Hannah Arendt on the Modern Science of Economics and the Spirit of Greek Democracy

"The assumption that men 'behave' and do not 'act' in respect to each other, that lies at the root of the modern science of economics, whose birth coincided with the rise of society and which, together with its chief technical tool, statistics, became the social science par excellence.
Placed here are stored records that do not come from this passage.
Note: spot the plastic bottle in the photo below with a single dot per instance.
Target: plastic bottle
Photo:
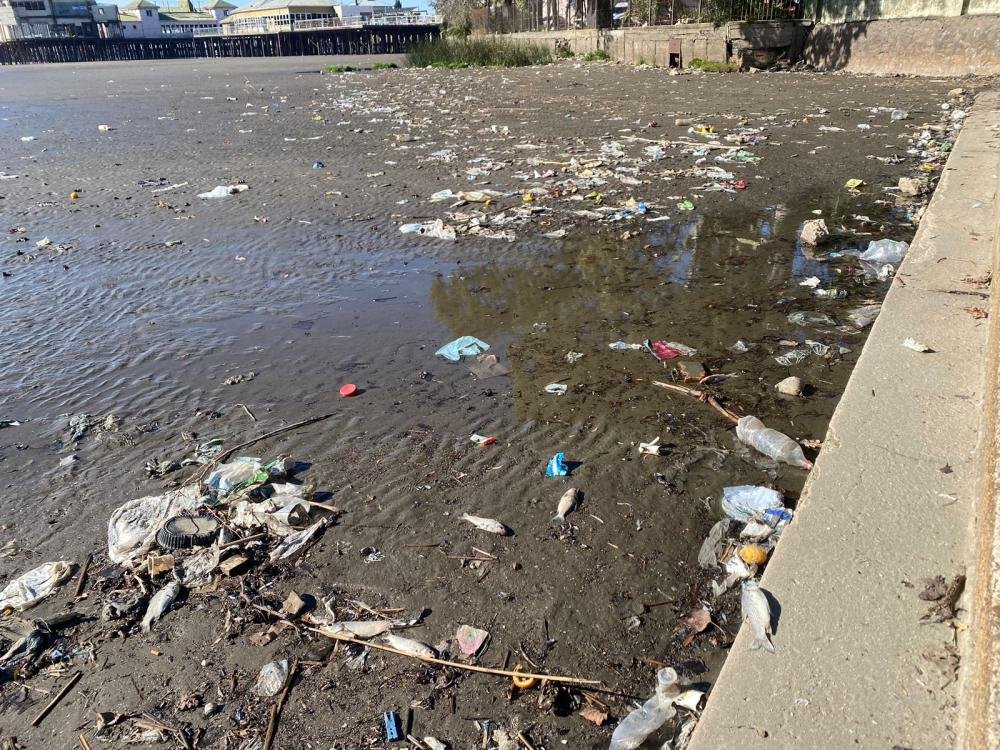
(638, 725)
(831, 293)
(773, 444)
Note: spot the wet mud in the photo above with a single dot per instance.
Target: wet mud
(146, 299)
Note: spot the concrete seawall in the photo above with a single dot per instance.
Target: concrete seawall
(933, 46)
(903, 490)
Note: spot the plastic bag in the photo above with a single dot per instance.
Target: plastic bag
(271, 678)
(747, 501)
(30, 588)
(557, 466)
(437, 229)
(465, 346)
(811, 319)
(230, 476)
(132, 527)
(885, 251)
(863, 316)
(223, 191)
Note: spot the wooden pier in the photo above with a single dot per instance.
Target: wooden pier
(380, 40)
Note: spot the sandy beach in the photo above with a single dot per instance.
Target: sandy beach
(138, 299)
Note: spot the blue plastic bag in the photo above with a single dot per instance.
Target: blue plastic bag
(466, 346)
(557, 466)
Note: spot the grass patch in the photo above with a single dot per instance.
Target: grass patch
(710, 66)
(475, 52)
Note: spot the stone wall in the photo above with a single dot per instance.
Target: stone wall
(966, 45)
(840, 11)
(693, 41)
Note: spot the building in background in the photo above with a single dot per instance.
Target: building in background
(263, 16)
(33, 19)
(145, 19)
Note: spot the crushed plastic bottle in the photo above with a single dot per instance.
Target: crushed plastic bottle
(654, 713)
(831, 293)
(885, 251)
(773, 444)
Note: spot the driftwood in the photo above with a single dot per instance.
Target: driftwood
(455, 664)
(272, 723)
(701, 396)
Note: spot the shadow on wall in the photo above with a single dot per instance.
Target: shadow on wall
(830, 47)
(830, 44)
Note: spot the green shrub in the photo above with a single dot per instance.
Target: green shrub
(710, 66)
(475, 52)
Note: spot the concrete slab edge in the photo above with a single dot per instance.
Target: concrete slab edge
(980, 727)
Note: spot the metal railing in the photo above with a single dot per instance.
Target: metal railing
(269, 26)
(403, 19)
(315, 24)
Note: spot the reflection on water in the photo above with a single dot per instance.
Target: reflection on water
(705, 282)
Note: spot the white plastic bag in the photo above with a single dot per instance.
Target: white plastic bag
(746, 501)
(31, 587)
(223, 191)
(132, 527)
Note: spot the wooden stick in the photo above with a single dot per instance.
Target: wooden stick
(701, 396)
(204, 470)
(272, 724)
(287, 428)
(83, 575)
(245, 539)
(455, 664)
(55, 701)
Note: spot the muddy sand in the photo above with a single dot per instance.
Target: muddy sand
(140, 300)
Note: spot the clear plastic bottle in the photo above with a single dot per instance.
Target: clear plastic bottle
(638, 725)
(773, 444)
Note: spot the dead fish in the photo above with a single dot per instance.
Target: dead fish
(159, 604)
(486, 524)
(363, 629)
(708, 555)
(757, 612)
(409, 646)
(566, 504)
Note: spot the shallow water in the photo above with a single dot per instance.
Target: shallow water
(326, 291)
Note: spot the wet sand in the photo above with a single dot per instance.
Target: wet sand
(305, 280)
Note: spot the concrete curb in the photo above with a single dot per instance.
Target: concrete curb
(891, 501)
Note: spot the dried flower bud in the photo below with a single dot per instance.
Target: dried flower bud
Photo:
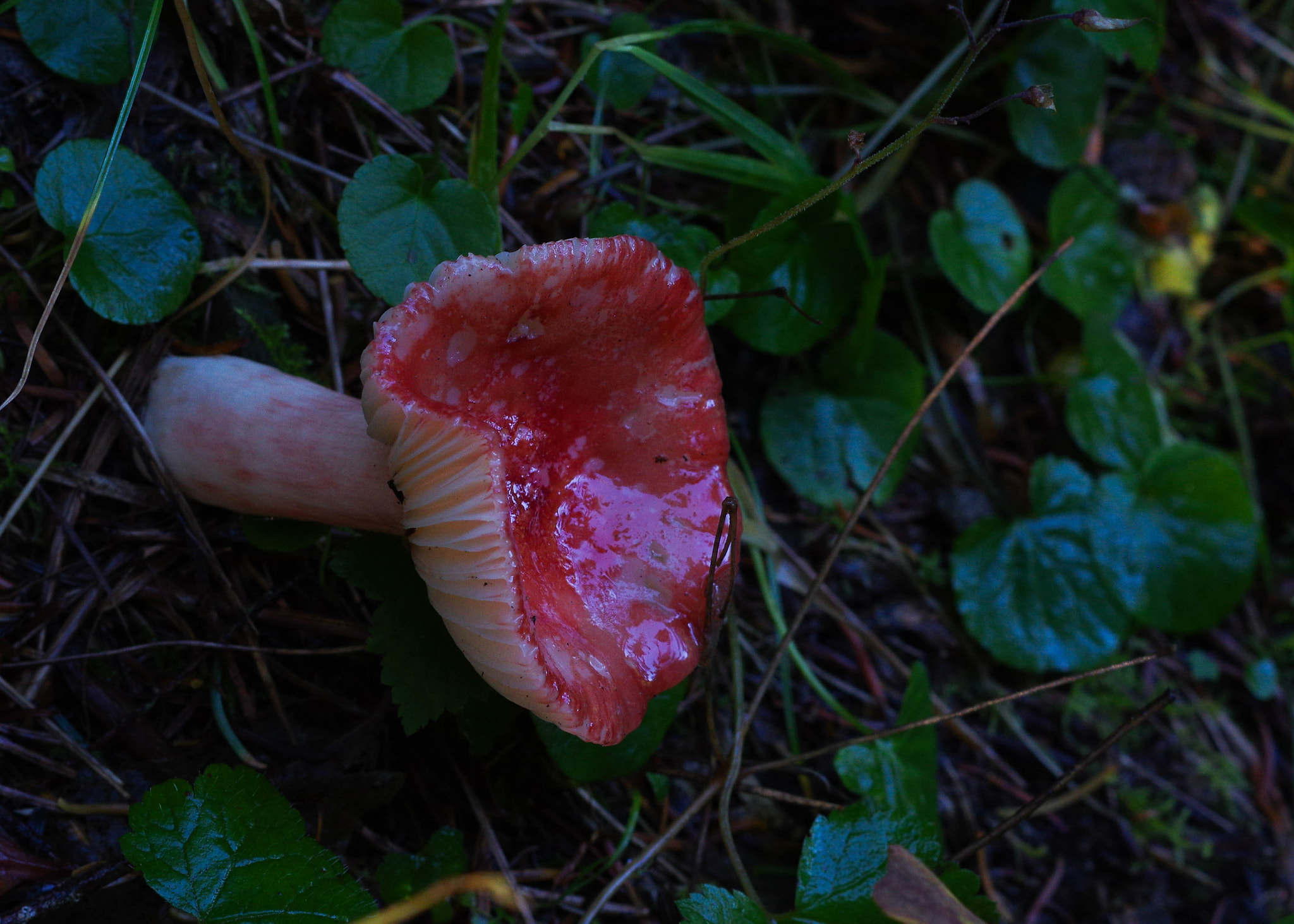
(1091, 21)
(1039, 97)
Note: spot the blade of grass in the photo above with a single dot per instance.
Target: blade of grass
(132, 90)
(483, 162)
(774, 147)
(262, 71)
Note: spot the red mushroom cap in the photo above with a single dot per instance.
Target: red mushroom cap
(559, 439)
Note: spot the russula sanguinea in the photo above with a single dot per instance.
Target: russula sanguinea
(552, 425)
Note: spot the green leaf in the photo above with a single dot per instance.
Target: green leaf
(1033, 592)
(1142, 43)
(279, 534)
(713, 905)
(586, 762)
(1179, 537)
(401, 875)
(87, 40)
(233, 849)
(686, 245)
(830, 445)
(1095, 275)
(408, 66)
(624, 80)
(1067, 59)
(1113, 413)
(1262, 680)
(897, 776)
(422, 666)
(981, 245)
(397, 223)
(142, 249)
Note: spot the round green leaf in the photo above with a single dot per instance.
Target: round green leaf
(1061, 56)
(830, 445)
(1179, 540)
(142, 249)
(408, 66)
(981, 245)
(397, 224)
(622, 78)
(1032, 592)
(1095, 275)
(87, 40)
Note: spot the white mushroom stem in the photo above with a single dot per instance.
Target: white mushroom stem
(245, 436)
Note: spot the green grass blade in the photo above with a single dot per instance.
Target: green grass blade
(758, 134)
(123, 114)
(263, 71)
(483, 162)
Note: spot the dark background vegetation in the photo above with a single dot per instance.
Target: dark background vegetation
(1188, 821)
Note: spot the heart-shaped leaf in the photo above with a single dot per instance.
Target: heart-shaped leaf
(828, 445)
(142, 250)
(397, 222)
(1064, 57)
(1095, 275)
(87, 40)
(623, 80)
(981, 245)
(1113, 413)
(408, 66)
(1033, 592)
(1180, 537)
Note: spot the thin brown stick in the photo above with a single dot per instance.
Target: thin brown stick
(958, 714)
(1037, 801)
(734, 769)
(184, 644)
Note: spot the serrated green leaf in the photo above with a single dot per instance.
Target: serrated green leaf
(897, 776)
(981, 245)
(684, 244)
(713, 905)
(586, 762)
(1034, 592)
(623, 80)
(1142, 43)
(408, 66)
(1179, 539)
(397, 223)
(1064, 57)
(422, 666)
(1095, 275)
(232, 849)
(401, 875)
(87, 40)
(279, 534)
(142, 250)
(830, 445)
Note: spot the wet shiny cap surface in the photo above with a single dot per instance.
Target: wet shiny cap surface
(558, 435)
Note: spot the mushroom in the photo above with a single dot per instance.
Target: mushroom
(557, 460)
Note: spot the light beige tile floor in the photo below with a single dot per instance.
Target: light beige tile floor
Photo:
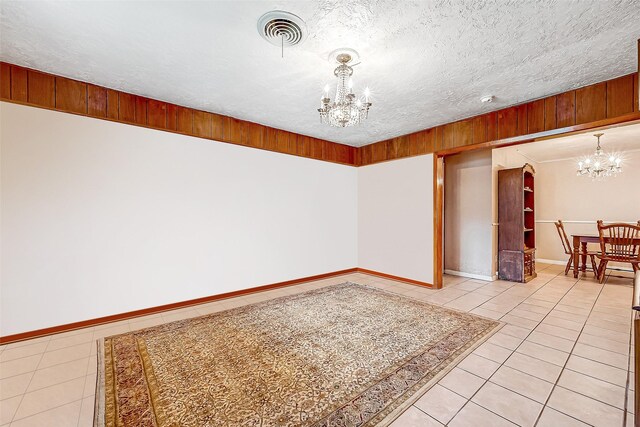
(562, 359)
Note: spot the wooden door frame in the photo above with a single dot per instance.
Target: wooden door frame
(439, 168)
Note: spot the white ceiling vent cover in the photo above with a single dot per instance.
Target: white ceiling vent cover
(282, 28)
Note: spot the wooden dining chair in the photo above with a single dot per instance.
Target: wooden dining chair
(618, 243)
(568, 249)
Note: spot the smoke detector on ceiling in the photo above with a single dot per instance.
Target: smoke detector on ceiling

Economics-- until the modern age a not too important part of ethics and politics and based on the assumption that men act with respect to their economic activities as they act in every other respect-- could achieve a scientific character only when men had become social beings and unanimously followed certain patterns of behavior, so that those who did not keep the rules could be considered asocial or abnormal."

"It was not Karl Marx but liberal economists themselves [Adam Smith et al] who had to introduce the "communistic fiction," that is, to assume that there is one interest of society as a whole which with "an invisible hand" guides the behavior of men and produces the harmony of their conflicting interests. The difference between Marx and his forerunners was that he took the reality of the conflict [capital vs labor], as it presented itself in the society of his time , as seriously as the hypothetical fiction of harmony." 

Who were these actors who ruled by their exemplary actions before the mass conformity of behavioral statistics? 

"Large numbers of people, crowded together, develop an almost irresistible inclination towards despotism, be this despotism of a person or of majority rule; and although statistics, that is, the mathematical treatment of reality, was unknown prior to the modern age; the social phenomena which make such treatment possible-- great numbers, accounting for conformism, behaviorism, and automatism in human affairs-- were precisely those traits, which Greek self-understanding, distinguished the Persian civilization from their own."

And to which despotism the Greeks countered with democratic action in a system of direct democracy in Athens, 508-322 bce. Although, notably, the democratic response to Persian despotism was more oligarchic (rule by the few) than democratic (rule by the many). Citizenship in Athens, even in its heyday, represented 20% of the population at most; all men, no women, or slaves (as much as 1/3 of the population), nor even any non-Greeks. 

Still, the democratic promise of concepts like citizenship and popular rule empowered Greeks and resonated with the Romans enough that they tried to extend these democratic principles in a Republic that lasted for four centuries. And democratic rights remain popular to this day, you can be sure, wherever dictators and corrupt oligarchs rule; generally, wherever basic human rights are absent, at the very least. Democratic ideas have inspired many reforms and revolutions since the 17th century, defining the modern age as much as science or technology.